Name	Location	Type	Required	Description
`accountOperationCode`	query	string	Yes	Operation account code
`password`	query	string	Yes	Password associated with the API
`codeUrl`	path	string	Yes	Merchant URL code

Examples

Sample request

curl --location 'https://api.mypvit.pro/v2/XXXXXXXX/renew-secret' \
--header 'Content-Type: application/x-www-form-urlencoded' \
--data-urlencode 'operationAccountCode=ACC_PROD_001' \
--data-urlencode 'password=********'

Confirmation response

{
  "operation_account_code": "ACC_PROD_001",
  "secret": "sk_live_xxxxxxxxxxxxxxxxxxx",
  "expires_in": 3600
}

Behavior & idempotency

Each validated call generates a new key.

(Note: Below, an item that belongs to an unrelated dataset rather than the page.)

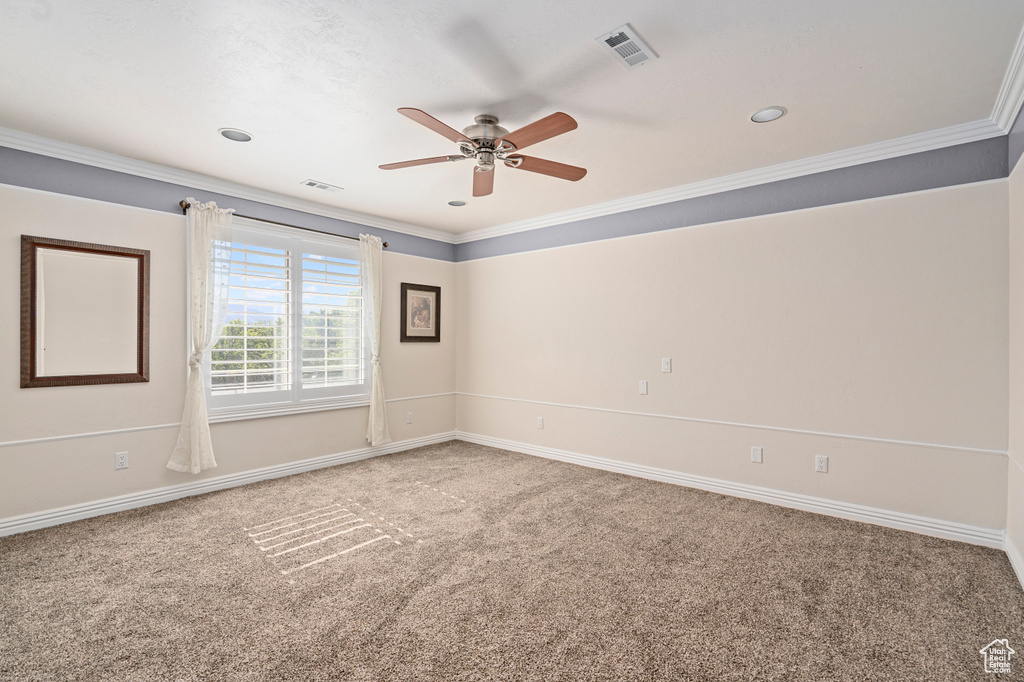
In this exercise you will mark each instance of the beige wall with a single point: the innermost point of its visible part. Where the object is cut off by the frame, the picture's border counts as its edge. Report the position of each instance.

By default, consider the old key obsolete once the new one is activated.
If you implement a grace period (overlap), document the duration and switchover mode on your server side.
In case of repeated (duplicate) calls, the last received key is the one to use.

Security best practices

Never expose the key on the client side (web, mobile).
Use a secrets manager (e.g., Vault, AWS Secrets Manager).
Allow only trusted IPs to access your reception URL.
Monitor failed attempts and rate-limit rotations.
React to `401 Unauthorized` by triggering a controlled renewal.

Environments

Test: use your test URLs and operation accounts.
Production: replace test URL/account/key with your production equivalents.

Common errors

HTTP Code Cause Example

401

AUTHENTICATION_FAILED

Expired or incorrect key

{
  "date": "23102024-153045",
  "status_code": 401,
  "error": "AUTHENTICATION_FAILED",
  "message": "Invalid or expired secret key.",
  "path": "/{codeUrl}/renew-secret"
}

403

SECRET_KEY_RECEPTION_URL_NOT_ACTIVE

Reception URL is not active

{
  "date": "23102024-153045",
  "status_code": 403,
  "error": "SECRET_KEY_RECEPTION_URL_NOT_ACTIVE",
  "message": "Reception URL is disabled for this account.",
  "path": "/{codeUrl}/renew-secret"
}

400

INVALID_SECRET_KEY_RECEPTION_URL_CODE

Invalid reception URL code in the request

{
  "date": "23102024-153045",
  "status_code": 400,
  "error": "INVALID_SECRET_KEY_RECEPTION_URL_CODE",
  "message": "Provided receptionUrlCode is not valid.",
  "path": "/{codeUrl}/renew-secret"
}

FAQ

Do I need to respond to the key delivery? → Yes, reply with 200 to confirm receipt.
How long is the key valid? → Define a clear internal policy (e.g., monthly rotation).
What should I do if the key is lost? → Renew immediately and purge the compromised key.